5.    [verzoekster] heeft tegen het hoger beroep van het college onder meer ingebracht dat dit hoger beroep in verband met het ontbreken van procesbelang niet-ontvankelijk is. Daartoe heeft zij aangevoerd dat het college niet te kennen had gegeven wat er met de aangevallen uitspraak diende te gebeuren. In de uitspraak van 13 juli 2016 heeft de Afdeling dit betoog verworpen. Daartoe heeft zij overwogen dat duidelijk is dat het college vernietiging van de uitspraak van de rechtbank beoogde en dat er geen grond is voor het oordeel dat het college geen belang had bij het hoger beroep.
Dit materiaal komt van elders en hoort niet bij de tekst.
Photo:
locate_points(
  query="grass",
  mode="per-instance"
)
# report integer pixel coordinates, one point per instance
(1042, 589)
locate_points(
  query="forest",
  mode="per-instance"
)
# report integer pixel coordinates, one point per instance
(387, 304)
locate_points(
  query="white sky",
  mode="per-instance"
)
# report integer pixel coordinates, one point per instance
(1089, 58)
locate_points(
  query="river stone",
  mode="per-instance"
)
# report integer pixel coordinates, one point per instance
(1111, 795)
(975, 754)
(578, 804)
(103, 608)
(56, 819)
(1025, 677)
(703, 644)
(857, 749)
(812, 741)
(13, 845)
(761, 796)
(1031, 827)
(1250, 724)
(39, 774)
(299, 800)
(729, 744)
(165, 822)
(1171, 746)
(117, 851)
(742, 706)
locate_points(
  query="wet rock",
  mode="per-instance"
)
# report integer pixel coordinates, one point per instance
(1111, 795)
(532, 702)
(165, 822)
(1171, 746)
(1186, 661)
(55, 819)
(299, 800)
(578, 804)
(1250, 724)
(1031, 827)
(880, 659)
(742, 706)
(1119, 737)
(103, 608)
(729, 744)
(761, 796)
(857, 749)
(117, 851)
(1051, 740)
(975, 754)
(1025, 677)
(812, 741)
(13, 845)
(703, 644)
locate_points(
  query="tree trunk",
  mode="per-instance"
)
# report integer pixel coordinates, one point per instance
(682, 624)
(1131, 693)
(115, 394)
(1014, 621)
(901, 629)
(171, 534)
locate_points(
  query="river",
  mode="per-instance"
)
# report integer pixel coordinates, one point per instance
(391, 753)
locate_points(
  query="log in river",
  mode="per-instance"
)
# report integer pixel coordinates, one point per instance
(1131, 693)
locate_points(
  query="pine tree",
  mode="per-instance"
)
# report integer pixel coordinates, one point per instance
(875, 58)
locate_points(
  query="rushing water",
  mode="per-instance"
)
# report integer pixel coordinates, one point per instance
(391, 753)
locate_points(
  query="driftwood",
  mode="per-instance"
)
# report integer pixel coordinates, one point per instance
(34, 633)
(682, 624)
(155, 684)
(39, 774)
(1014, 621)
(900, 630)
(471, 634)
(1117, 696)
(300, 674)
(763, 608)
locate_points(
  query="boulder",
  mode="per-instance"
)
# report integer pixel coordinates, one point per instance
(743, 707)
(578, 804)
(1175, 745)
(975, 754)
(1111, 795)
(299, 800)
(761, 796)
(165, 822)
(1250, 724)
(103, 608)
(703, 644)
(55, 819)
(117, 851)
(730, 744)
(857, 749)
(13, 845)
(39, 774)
6.    Aan haar verzoek om herziening van de uitspraak van 13 juli 2016 op het door het college ingestelde hoger beroep heeft [verzoekster] ten grondslag gelegd dat een hogerberoepschrift een verzoek of eis om vernietiging van de aangevallen uitspraak moet bevatten, dat het college in hoger beroep niet om vernietiging van de aangevallen uitspraak heeft verzocht, dat de Afdeling dat verzoek ten onrechte aan het college heeft toegeschreven en dat de Afdeling het hoger beroep van het college niet-ontvankelijk had behoren te verklaren. In dit verband voert zij aan dat zij, na kennisneming van de uitspraak van 13 juli 2016, bij e-mailbericht van 15 augustus 2016 aan het college heeft gevraagd of het over brieven of andere documenten ter ondersteuning van het oordeel van de Afdeling beschikt en dat het college, bij brief van 31 augustus 2016, vervolgens heeft medegedeeld dat dat niet het geval is. Voorts voert zij aan dat zij zich, in het kader van een schikkingsvoorstel, in een e-mailbericht van 15 september 2016 op het standpunt heeft gesteld dat het college met het instellen van hoger beroep niet de vernietiging van de aangevallen uitspraak heeft beoogd en dat het college dat in een brief van 26 september 2016 niet heeft ontkend. Volgens [verzoekster] is daarmee sprake van feiten of omstandigheden als bedoeld in artikel 8:119, eerste lid, van de Awb.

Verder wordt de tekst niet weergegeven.